Published: May 19 2010 21:16 | Last updated: May 19 2010 23:24
The Gulf of Mexico oil spill is bad – the original explosion cost lives and the aftermath threatens livelihoods – but watch the BP share price rather than the progress of the slick and you would assume that it was far worse than it is.
As Bank of America Merrill Lynch pointed out on Wednesday, the 20 per cent drop in the UK oil company’s market capitalisation since news of the Gulf of Mexico oil spill broke last month implies a gross cost of the disaster, adjusted for market and foreign exchange movements, of $28bn.
So far BP has spent $625m on its response – including $170m in grants to the affected states – and has wisely said it won’t insist on the $75m liability cap on other damages from potential oil spills. Yet even assuming liabilities of $10bn (the new limit proposed by some senators) and a $3.5bn cash cost of the clean-up, the market is overstating the damage to BP.

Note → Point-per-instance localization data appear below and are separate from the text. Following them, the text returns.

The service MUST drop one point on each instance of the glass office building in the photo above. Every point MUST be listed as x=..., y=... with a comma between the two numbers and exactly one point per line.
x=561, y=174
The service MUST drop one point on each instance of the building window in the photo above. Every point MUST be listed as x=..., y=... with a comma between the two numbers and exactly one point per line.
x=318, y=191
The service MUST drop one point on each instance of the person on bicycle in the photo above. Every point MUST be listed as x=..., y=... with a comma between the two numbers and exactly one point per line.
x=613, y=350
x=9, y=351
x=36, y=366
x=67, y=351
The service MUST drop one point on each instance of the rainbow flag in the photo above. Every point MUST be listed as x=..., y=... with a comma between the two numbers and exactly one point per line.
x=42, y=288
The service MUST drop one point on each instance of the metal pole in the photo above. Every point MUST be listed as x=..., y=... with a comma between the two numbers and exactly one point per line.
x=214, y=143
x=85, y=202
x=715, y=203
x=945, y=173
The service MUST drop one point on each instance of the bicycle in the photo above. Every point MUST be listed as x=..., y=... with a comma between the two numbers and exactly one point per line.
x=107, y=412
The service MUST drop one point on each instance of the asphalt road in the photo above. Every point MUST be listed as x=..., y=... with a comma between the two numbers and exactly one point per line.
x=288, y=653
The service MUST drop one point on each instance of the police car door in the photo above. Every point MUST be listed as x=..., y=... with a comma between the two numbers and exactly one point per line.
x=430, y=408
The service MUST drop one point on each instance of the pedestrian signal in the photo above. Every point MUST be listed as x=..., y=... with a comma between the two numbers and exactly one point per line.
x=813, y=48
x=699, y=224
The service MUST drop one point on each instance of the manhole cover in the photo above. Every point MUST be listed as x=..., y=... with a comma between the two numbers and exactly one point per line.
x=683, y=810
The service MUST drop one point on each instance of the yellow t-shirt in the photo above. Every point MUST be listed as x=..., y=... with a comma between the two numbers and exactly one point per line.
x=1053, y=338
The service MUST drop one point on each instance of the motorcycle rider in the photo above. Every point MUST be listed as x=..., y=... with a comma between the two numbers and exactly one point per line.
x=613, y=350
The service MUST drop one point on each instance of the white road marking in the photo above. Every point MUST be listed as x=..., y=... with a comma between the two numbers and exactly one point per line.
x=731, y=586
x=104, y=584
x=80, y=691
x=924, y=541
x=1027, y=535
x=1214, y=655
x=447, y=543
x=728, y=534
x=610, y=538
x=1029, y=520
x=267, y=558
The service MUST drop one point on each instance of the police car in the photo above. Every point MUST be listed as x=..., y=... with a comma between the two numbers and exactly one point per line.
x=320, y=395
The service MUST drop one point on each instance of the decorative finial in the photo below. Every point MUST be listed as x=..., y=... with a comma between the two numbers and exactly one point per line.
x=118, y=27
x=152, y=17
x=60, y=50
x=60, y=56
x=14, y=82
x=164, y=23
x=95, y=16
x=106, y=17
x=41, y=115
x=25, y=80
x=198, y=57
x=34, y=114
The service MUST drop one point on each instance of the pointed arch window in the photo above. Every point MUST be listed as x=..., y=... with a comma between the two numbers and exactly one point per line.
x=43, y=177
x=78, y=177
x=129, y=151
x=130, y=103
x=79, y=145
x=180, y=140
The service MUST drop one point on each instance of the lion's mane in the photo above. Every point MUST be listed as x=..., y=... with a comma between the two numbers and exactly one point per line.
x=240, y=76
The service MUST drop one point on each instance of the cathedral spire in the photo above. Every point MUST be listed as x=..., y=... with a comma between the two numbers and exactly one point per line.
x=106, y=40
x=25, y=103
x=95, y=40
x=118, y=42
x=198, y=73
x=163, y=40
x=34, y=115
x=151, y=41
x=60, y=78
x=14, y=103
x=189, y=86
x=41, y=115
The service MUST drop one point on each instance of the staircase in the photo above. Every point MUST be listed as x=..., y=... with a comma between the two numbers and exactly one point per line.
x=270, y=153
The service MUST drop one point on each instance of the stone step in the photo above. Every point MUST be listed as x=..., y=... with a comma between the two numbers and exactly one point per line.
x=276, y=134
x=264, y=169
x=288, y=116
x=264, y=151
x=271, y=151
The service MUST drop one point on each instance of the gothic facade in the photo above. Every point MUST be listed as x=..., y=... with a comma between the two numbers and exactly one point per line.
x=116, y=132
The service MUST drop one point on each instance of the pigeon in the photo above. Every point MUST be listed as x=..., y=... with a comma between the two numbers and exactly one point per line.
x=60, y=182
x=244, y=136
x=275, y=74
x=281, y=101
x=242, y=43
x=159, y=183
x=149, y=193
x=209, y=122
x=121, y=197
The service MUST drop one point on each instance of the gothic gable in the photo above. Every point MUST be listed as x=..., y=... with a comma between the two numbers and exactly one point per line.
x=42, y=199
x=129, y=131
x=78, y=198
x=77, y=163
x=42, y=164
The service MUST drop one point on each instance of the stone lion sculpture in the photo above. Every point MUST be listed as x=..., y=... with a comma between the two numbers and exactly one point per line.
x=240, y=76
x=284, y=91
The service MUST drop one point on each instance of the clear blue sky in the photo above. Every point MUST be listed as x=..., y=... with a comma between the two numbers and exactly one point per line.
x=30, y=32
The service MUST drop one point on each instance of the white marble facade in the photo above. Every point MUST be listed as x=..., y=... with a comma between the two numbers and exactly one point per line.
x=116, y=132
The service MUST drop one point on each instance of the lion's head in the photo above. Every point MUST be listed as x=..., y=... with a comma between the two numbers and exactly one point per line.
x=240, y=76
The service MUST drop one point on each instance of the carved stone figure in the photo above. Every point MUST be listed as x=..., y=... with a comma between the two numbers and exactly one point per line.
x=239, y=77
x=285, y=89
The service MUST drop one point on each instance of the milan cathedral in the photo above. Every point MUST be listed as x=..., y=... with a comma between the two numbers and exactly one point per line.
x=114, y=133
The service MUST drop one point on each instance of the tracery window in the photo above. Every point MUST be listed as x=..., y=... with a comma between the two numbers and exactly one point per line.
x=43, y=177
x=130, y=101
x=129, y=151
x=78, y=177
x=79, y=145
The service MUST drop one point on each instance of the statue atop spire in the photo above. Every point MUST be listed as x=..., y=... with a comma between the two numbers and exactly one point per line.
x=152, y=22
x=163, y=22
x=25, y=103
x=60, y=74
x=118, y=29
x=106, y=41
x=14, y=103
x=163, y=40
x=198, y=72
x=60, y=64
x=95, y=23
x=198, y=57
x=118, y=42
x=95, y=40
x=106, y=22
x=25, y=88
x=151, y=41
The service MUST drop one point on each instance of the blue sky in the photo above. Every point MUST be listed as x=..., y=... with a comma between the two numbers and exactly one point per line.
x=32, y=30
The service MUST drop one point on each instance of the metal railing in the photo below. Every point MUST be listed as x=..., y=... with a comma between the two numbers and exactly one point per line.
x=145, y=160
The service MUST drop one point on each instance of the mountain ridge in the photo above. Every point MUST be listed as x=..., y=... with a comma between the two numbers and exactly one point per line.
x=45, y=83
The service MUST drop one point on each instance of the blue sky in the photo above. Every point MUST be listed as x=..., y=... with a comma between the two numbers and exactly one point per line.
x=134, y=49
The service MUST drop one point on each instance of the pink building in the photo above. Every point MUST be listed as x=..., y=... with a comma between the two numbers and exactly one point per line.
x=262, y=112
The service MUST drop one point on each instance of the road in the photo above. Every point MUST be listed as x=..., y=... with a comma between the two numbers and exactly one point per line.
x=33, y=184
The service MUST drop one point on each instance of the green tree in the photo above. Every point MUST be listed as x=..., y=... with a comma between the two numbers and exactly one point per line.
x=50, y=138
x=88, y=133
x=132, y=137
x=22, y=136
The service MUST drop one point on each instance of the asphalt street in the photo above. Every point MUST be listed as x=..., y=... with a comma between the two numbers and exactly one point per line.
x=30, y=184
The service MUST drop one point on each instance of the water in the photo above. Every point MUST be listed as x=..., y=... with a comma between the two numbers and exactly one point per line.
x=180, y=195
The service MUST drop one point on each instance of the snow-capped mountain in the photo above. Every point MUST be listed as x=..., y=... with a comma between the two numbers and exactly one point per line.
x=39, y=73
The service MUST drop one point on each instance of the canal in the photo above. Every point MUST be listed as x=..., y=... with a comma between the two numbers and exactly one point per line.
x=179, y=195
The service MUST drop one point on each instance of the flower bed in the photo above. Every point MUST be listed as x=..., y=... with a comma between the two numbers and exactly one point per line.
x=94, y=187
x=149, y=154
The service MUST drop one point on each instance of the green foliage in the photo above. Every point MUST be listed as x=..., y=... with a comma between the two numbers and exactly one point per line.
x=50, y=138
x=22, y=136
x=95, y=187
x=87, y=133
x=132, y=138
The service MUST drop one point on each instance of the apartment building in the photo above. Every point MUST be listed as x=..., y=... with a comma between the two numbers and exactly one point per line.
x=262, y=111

Look at it another way, as Standard & Poor’s equity research has, and the fall in market capitalisation since the incident – down £24bn as of Wednesday – is far greater than the £14bn on-balance-sheet value of BP’s intangible assets and goodwill. A collapse of that magnitude would represent a huge hit to the company’s reputation. Yet, as UBS has pointed out, by moving quickly, and repeating regularly that it will meet all legitimate claims, BP has minimised the accusation it is dragging its feet – a perception that hurt Exxon after the Exxon Valdez spill.